There are many lesser known dog breeds native to the African continent with one of them being the lovely Aidi, a breed that hails from Morocco. Also known as the Mountain Atlas Dog, these charming characters have a lot to boast about and were first bred to guard flocks of livestock in their native land.
Not only are these dogs revered for their guarding abilities, but they are also known to be extremely good hunting dogs and have often been compared to a Sloughi, another breed native to north Africa. The only difference being in their turn of speed, the Aidi is more of a scent dog whereas the Sloughi will chase down prey until they catch it being a superb sight hound.
The Aidi is considered to be one of the more ancient dog breeds on the planet. However, their true origins are unknown although some people think they have been around since the time of the Phoenicians, a civilisation considered to be the greatest traders of their day which was around 3200 BCE. It is thought the Aidi was developed by the Phoenicians although other people think the breed first appeared on the scene in the Atlas Mountains, hence their other name. There's even some thought that the Aidi could be an ancient ancester of the Pyrenean Mountain dog we see today.
What is known is that the Berber people kept Aidis as watch dogs that not only guarded flocks of animals but families too. However, they were never used as herding dogs and should therefore, not be thought of as sheepdogs.
Known to be extremely loyal and courageous, the Aidi is a strong dog that boasts a solid build. Male dogs can stand anything between 21 and 25 inches at the shoulder and can weigh in at between 50 to 60 lbs. Their female counterparts tend to be slightly smaller and lighter. They have very thick coats that not only offer them a tremendous amount of protection against the elements, but against attacks from wolves and other predators that preyed on the flocks they were guarding.
The Aidi is known to be a gentle and affectionate dog towards the people they know and love. However, always alert they are quick to let you know when strangers or other animals are about and can be wary of people they don't know. They are renowned for being brilliant watch dogs because it's in their blood to protect and guard. These dogs need to be well socialised from a young age and their training needs to start early too or they might mature into more dominant characters and not recognise who is the boss in a household.
However when they are being trained, the Aidi needs to be handled with a firm yet gentle hand because they are very sensitive dogs by nature and do not do well when any sort of harsh training methods are used in their education. They are definitely not the best choice of pets for anyone living in an apartment and would be much happier living in a rural setting or with people who have large back gardens.
Being such intelligent dogs, they are highly trainable, but this means they can pick up bad habits as quickly as they learn the good things they are being taught. As such they are not the best choice for first-time dog owners, but are an ideal choice for people who live active outdoor lives and used to owning and handling dogs.
When it comes to coat care, as previously mentioned the Aidi boasts a very dense thick coat that's typically around 2 or 3 inches long although around their faces as well as their ears, the hair is much shorter and a lot finer. They have very distinctive bushy tails with male dogs having guard hairs around their necks, on their shoulders and chests which are a lot more pronounced than on their female counterparts. When it comes to coat colours, the Aidi can by anything from black to a very light colour or they could be brindle with a combination of different colours too.

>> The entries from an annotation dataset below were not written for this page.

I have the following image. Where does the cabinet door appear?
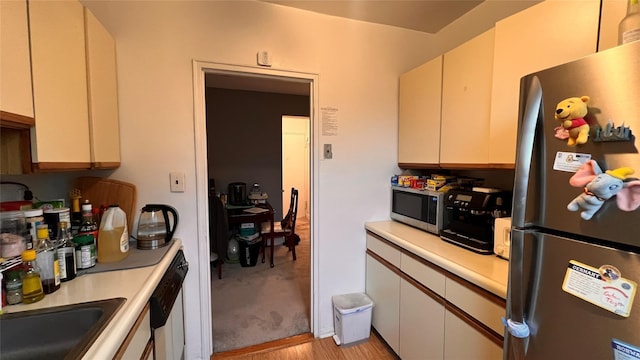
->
[0,1,33,121]
[444,310,502,360]
[84,8,120,169]
[398,56,442,165]
[440,29,494,166]
[366,254,400,353]
[29,0,91,170]
[399,279,445,360]
[489,0,600,164]
[114,303,153,359]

Because the Aidi has a very dense, thick double coat that consists of a coarse outer coat and a much softer undercoat, it means they do need regular and frequent grooming to keep things looking good. Just like other dogs, the Aidi tends to shed more during the spring and then again in the autumn which is when they would need more frequent grooming to keep on top of things and to prevent too much hair from being left around the house.
When it comes to health issues, the Aidi boasts being one of the healthiest dogs on the planet and are not known to suffer from any hereditary or congenital conditions. When well cared for and fed a nutritious diet to suit the different stages of their lives, the Aidi can live anything up to 12+ years.
The Aidi is one of the lesser known dogs that hails from Morocco in North Africa where they were and still are used as working dogs, guarding flocks of livestock. Today, more breeders outside of their native land are producing lovely examples of these dogs because they do make wonderful pets as long as they are well socialised and trained from a young age with a firm yet gentle hand. They are not the best choice for first time owners nor would they be happy living in an apartment. However, if you live in the country and enjoy spending time in the great outdoors, sharing your home with an Aidi could be the perfect choice of a canine companion.